It’s no secret that the economy is fluctuating every day. However, it is important to know how these fluctuations are influencing the U.S. farm industry in 2022. According to AgAmerica.com, below are some economic impacts the ag industry is experiencing in 2022.
Supply Chain Shortages
The biggest contributor to inflation and spiking farm production costs is supply chain shortages. Even though this issue is not in your control, you can control your response by having a plan. These shortages impact access to fertilizer applications, farm machinery parts, livestock feed, labor, and transportation.
It is important to understand how to minimize production costs because of inflation. Commodity prices remain elevated, higher costs will demand a greater amount of working capital.

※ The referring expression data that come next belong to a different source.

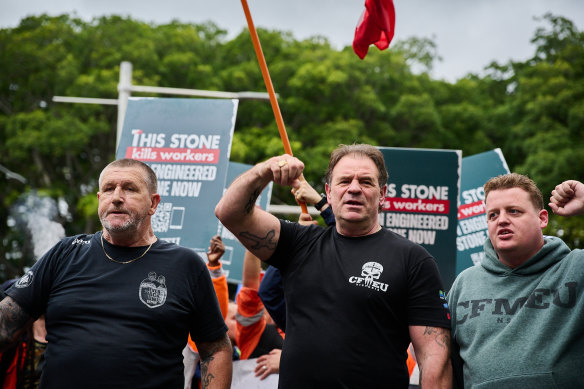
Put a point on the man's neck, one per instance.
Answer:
(356, 230)
(130, 239)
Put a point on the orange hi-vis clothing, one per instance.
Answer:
(220, 284)
(250, 321)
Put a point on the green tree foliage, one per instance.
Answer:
(532, 110)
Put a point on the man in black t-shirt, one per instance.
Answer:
(120, 303)
(356, 293)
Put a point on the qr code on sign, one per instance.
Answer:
(161, 219)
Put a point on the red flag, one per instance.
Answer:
(376, 26)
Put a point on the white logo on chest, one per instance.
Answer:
(370, 273)
(153, 290)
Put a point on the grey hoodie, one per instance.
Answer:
(522, 327)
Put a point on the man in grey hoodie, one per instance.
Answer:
(518, 317)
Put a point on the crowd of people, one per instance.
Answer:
(342, 306)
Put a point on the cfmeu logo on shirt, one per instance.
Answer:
(25, 280)
(153, 290)
(370, 273)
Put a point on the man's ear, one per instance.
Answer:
(154, 201)
(543, 218)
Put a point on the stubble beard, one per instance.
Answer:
(130, 225)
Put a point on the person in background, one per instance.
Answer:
(517, 318)
(356, 294)
(255, 334)
(120, 303)
(567, 198)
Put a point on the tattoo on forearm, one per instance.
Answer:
(207, 351)
(13, 320)
(259, 242)
(441, 336)
(251, 201)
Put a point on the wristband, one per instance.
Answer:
(321, 203)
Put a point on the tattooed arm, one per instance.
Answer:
(13, 322)
(432, 347)
(256, 229)
(216, 364)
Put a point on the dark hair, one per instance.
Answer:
(149, 177)
(365, 150)
(515, 180)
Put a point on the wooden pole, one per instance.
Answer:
(269, 86)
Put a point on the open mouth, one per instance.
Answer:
(504, 233)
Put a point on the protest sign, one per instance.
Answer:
(422, 201)
(472, 222)
(187, 143)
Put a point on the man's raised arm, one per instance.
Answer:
(256, 229)
(13, 322)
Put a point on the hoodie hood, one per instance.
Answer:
(553, 251)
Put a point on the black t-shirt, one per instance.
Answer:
(112, 325)
(349, 304)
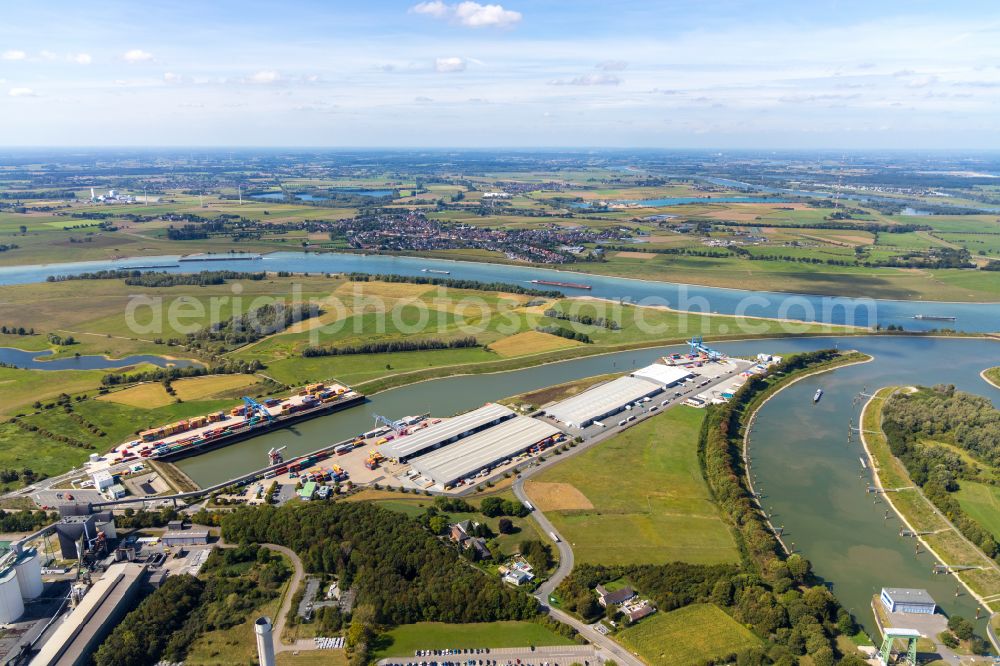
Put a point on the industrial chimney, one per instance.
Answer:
(265, 641)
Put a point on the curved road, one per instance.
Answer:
(613, 649)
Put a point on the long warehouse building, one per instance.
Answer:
(484, 449)
(601, 401)
(405, 448)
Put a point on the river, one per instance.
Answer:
(36, 360)
(799, 450)
(971, 317)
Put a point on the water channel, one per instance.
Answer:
(810, 474)
(975, 317)
(36, 360)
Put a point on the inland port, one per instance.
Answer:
(202, 433)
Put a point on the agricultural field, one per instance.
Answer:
(687, 636)
(403, 640)
(638, 498)
(982, 503)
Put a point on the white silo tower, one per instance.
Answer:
(11, 605)
(265, 641)
(29, 574)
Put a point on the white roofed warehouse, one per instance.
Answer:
(405, 448)
(663, 374)
(603, 400)
(483, 449)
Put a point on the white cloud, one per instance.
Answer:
(265, 76)
(449, 65)
(137, 55)
(469, 14)
(589, 80)
(437, 9)
(613, 65)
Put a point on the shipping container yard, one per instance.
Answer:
(201, 433)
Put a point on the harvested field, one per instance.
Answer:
(199, 388)
(631, 254)
(145, 396)
(557, 496)
(531, 342)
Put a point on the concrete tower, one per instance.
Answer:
(265, 641)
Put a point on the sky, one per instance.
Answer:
(522, 73)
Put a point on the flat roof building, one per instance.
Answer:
(192, 537)
(667, 375)
(74, 641)
(907, 600)
(483, 449)
(603, 400)
(435, 436)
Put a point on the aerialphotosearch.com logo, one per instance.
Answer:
(360, 309)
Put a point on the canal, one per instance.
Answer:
(973, 317)
(810, 473)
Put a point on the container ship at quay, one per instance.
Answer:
(211, 431)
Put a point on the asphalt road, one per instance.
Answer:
(611, 648)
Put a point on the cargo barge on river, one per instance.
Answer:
(211, 431)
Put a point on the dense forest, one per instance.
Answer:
(941, 414)
(400, 571)
(234, 582)
(969, 421)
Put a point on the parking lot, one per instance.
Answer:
(563, 655)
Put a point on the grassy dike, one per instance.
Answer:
(992, 376)
(935, 532)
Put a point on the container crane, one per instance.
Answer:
(397, 426)
(255, 407)
(697, 345)
(274, 456)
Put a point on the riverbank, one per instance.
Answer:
(991, 376)
(920, 517)
(759, 403)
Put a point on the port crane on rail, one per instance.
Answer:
(254, 407)
(397, 426)
(697, 345)
(274, 456)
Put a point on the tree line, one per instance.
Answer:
(166, 623)
(138, 278)
(391, 346)
(229, 367)
(454, 283)
(565, 333)
(969, 422)
(586, 320)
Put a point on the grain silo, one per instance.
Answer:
(11, 605)
(29, 574)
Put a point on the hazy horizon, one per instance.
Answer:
(834, 75)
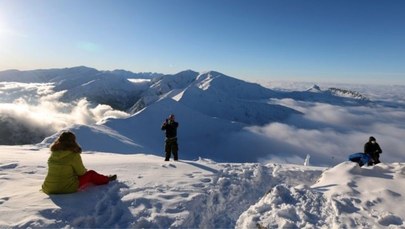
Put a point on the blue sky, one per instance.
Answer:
(306, 40)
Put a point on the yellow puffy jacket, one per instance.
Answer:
(64, 167)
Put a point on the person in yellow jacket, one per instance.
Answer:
(66, 172)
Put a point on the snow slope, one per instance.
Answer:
(151, 193)
(345, 196)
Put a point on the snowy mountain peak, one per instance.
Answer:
(315, 88)
(347, 93)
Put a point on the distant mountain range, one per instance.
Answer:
(212, 108)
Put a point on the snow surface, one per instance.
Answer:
(222, 121)
(151, 193)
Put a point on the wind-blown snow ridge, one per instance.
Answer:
(151, 193)
(346, 196)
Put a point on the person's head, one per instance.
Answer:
(66, 141)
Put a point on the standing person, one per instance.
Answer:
(66, 172)
(171, 146)
(373, 150)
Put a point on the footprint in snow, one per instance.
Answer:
(8, 166)
(169, 165)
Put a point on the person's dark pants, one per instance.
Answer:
(91, 177)
(171, 146)
(375, 158)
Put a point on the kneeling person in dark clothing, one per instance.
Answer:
(373, 150)
(171, 146)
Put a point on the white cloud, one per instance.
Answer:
(37, 107)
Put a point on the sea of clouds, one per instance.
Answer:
(327, 133)
(29, 112)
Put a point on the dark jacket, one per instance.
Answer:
(171, 128)
(370, 148)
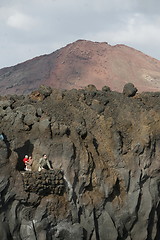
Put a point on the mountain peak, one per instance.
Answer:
(81, 63)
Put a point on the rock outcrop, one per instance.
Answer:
(104, 147)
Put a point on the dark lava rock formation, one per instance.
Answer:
(104, 147)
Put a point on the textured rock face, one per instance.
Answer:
(106, 144)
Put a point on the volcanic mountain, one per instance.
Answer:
(82, 63)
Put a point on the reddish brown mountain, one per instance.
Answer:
(82, 63)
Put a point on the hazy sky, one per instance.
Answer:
(30, 28)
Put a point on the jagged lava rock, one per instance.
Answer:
(104, 147)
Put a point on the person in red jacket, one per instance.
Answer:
(28, 162)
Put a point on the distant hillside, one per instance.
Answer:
(82, 63)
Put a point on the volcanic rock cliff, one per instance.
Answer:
(82, 63)
(104, 148)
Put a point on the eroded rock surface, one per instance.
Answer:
(106, 144)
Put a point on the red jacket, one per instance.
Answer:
(25, 160)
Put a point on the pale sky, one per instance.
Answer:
(29, 28)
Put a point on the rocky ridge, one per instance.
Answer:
(81, 63)
(107, 147)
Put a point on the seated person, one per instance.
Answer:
(44, 163)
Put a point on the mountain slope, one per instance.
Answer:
(82, 63)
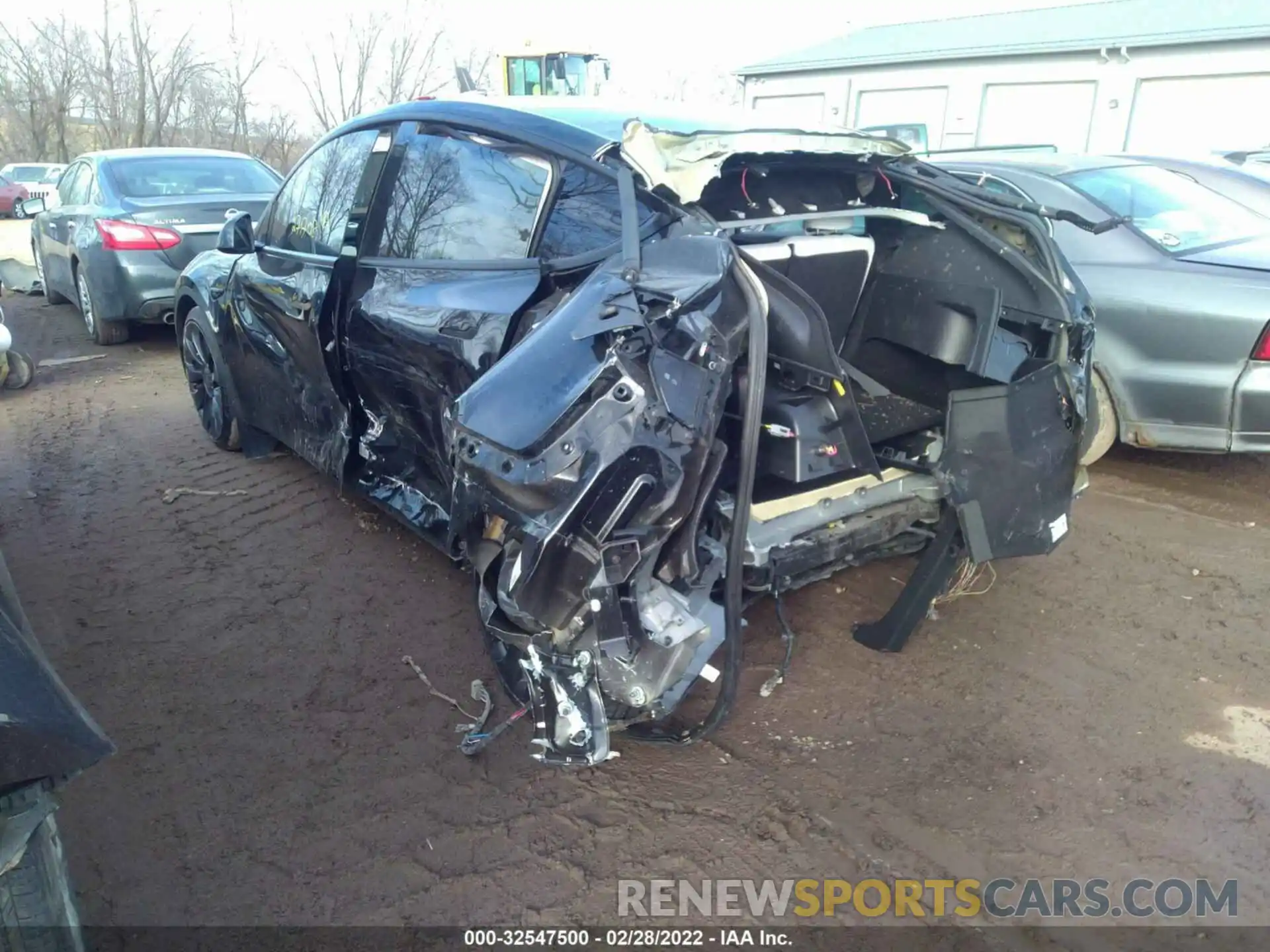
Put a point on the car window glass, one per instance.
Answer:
(462, 200)
(89, 188)
(150, 177)
(1175, 214)
(310, 212)
(71, 190)
(587, 215)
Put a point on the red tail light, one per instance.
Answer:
(130, 237)
(1261, 352)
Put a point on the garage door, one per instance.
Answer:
(806, 110)
(1038, 113)
(890, 107)
(1201, 113)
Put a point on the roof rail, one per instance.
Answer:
(1023, 147)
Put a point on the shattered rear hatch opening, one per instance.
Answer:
(921, 394)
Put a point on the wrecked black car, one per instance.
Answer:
(635, 372)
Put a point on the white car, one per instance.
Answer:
(40, 179)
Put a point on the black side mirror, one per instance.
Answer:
(237, 238)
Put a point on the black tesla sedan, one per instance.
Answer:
(126, 221)
(633, 372)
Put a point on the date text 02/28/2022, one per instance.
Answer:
(626, 938)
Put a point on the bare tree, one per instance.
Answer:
(476, 61)
(414, 69)
(40, 78)
(341, 93)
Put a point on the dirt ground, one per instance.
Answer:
(1095, 714)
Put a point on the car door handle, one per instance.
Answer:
(299, 310)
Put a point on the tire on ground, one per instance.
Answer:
(222, 427)
(105, 333)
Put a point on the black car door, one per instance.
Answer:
(444, 272)
(282, 299)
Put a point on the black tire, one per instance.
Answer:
(37, 903)
(50, 295)
(205, 375)
(105, 333)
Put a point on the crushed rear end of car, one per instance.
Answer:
(831, 354)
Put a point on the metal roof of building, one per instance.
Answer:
(1054, 30)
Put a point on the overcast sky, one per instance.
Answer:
(644, 40)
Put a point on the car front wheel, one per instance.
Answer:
(105, 333)
(50, 295)
(205, 375)
(1108, 422)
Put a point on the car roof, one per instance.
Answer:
(1044, 163)
(571, 122)
(1206, 161)
(157, 151)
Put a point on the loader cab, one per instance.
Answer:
(554, 74)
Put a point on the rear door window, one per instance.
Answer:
(587, 215)
(462, 198)
(312, 210)
(73, 190)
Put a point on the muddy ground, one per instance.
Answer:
(278, 763)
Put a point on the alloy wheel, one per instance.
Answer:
(205, 389)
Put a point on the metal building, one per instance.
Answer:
(1138, 75)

Interest rates accounted for nearly 6% of total cash farm expenses in 2021. Even just a 1% increase can be significant when factoring in money borrowed for operating capital, production investments, and farmland acquisition. With interest rates on the rise, if you’re securing financing look into getting a fixed interest rate, if possible.
From drought to severe weather, farmers respond to weather events impacting their operation’s success. Disaster relief funding, ag research, and technological innovation will all play an important role in protecting farmers and ranchers from an increasing number of severe weather events. The best response is to be prepared and make efficient use of resources.
After record government spending in 2020, direct government payments are expected to further decline in 2022. Direct government payments went from a record high of nearly $46 billion in 2020 to a projected low of less than $12 billion in 2022. Furthermore, there has been a great deal of focus on the 2023 Farm Bill which will largely determine the future of federally supported programs and ad hoc payments.
Legislation to keep an eye on in 2022 includes the Infrastructure Investment and Jobs Act, a la carte legislation from what’s left of the Build Back Better Plan, and as mentioned, the 2023 Farm Bill. With uncertainty, more farmers and industry groups are stepping up to ensure the voice of agriculture is heard throughout legislative discussions.
Discussion surrounding global trade is expected to continue into 2022. Strong economic growth is expected for major importers of U.S. ag products, leading to record-breaking ag export trade forecasts for the fiscal year 2021 and 2022. A diverse number of free trade agreements can support the competitive edge of U.S. agriculture in the global market.